Parte do impacto também está na gratuidade da ferramenta chinesa. O ChatGPT do OpenAI tem uma versão gratuita e outras com assinaturas mensais que variam entre 20 e 30 dólares (entre R$ 115 e R$ 172), e uma recente lançada em dezembro, de 200 dólares (R$ 1.150) por mês.
A ferramenta Gemini do Google tem versões que também custam cerca de 20 dólares. A ferramenta da Meta, tem uma precificação por "token", que são unidades ou blocos nos LLM. Os LLM são modelos que conseguem gerar e interpretar a linguagem humana treinados com uma quantidade enorme de dados. Os tokens podem ser palavras, pontuações, etc.

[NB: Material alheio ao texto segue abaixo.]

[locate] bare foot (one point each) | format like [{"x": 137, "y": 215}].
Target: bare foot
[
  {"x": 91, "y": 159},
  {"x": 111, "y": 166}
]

"Pessoas como Sam Altman [diretor do OpenAI] criaram uma forma de pensar sobre a direção do desenvolvimento da Inteligência Artificial (IA), que é baseada no lucro", diz Zhuang Fei.
Isto vai fazer com que empresas como a de Altman ou outras grandes empresas tecnológicas se tornem muito cautelosas em relação às cobranças ao lançarem os seus próprios produtos de IA no futuro. Pelo menos não ousarão usar preços muito altos para lançar os seus próprios serviços de IA, opina o especialista chinês.
Reação no Norte Global ao DeepSeek
Em seguida ao lançamento da ferramenta chinesa, alguns países, em sua maioria do Norte Global (Estados Unidos, Itália, Austrália, Coreia do Sul), começaram a banir ou restringir o acesso a ela. O argumento é que o DeepSeek representaria um risco à segurança nacional dos países.
O Representante Permanente da China na ONU, Fu Cong, rejeitou as insinuações na semana passada numa conferência de imprensa na Sede das Nações Unidas em Nova Iorque, no início da presidência chinesa do Conselho de Segurança.
"A contenção tecnológica e a restrição tecnológica não funcionam. Acredito que esta é uma lição que o mundo inteiro deveria aprender, em particular os EUA. Já disse isto antes, e volto a dizer: Nunca, nunca subestime o engenho dos cientistas e engenheiros chineses", disse Fu Cong.
Zhuang Fei considera a reação dos países do Norte Global "triste e ridícula". "O ridículo é que o DeepSeek é completamente de código aberto, além de ser de código aberto, ele foi lançado com um documento com instruções detalhadas sobre as otimizações e o que o DeepSeek fez nos dados de treino", explica Zhuang. "Um programador brasileiro ou indiano pode mover o DeepSeek para o seu servidor local e depois modificá-lo, ajustá-lo e depurá-lo, e transformá-lo completamente numa ferramenta ajustada para as suas necessidades".
Também foram feitas acusações de que a DeepSeek teria utilizado modelos de IA da OpenAI para desenvolver suas ferramentas. Sobre isso, Zhuang Fei responde que quase nenhum dos funcionários da empresa chinesa estudou no exterior ou trabalhou no Vale do Silício. "Quase toda a sua equipe de cerca de 150 pessoas se formou em universidades chinesas locais e se juntou à DeepSeek. Em outras palavras, tem pouco a ver com os Estados Unidos", conclui.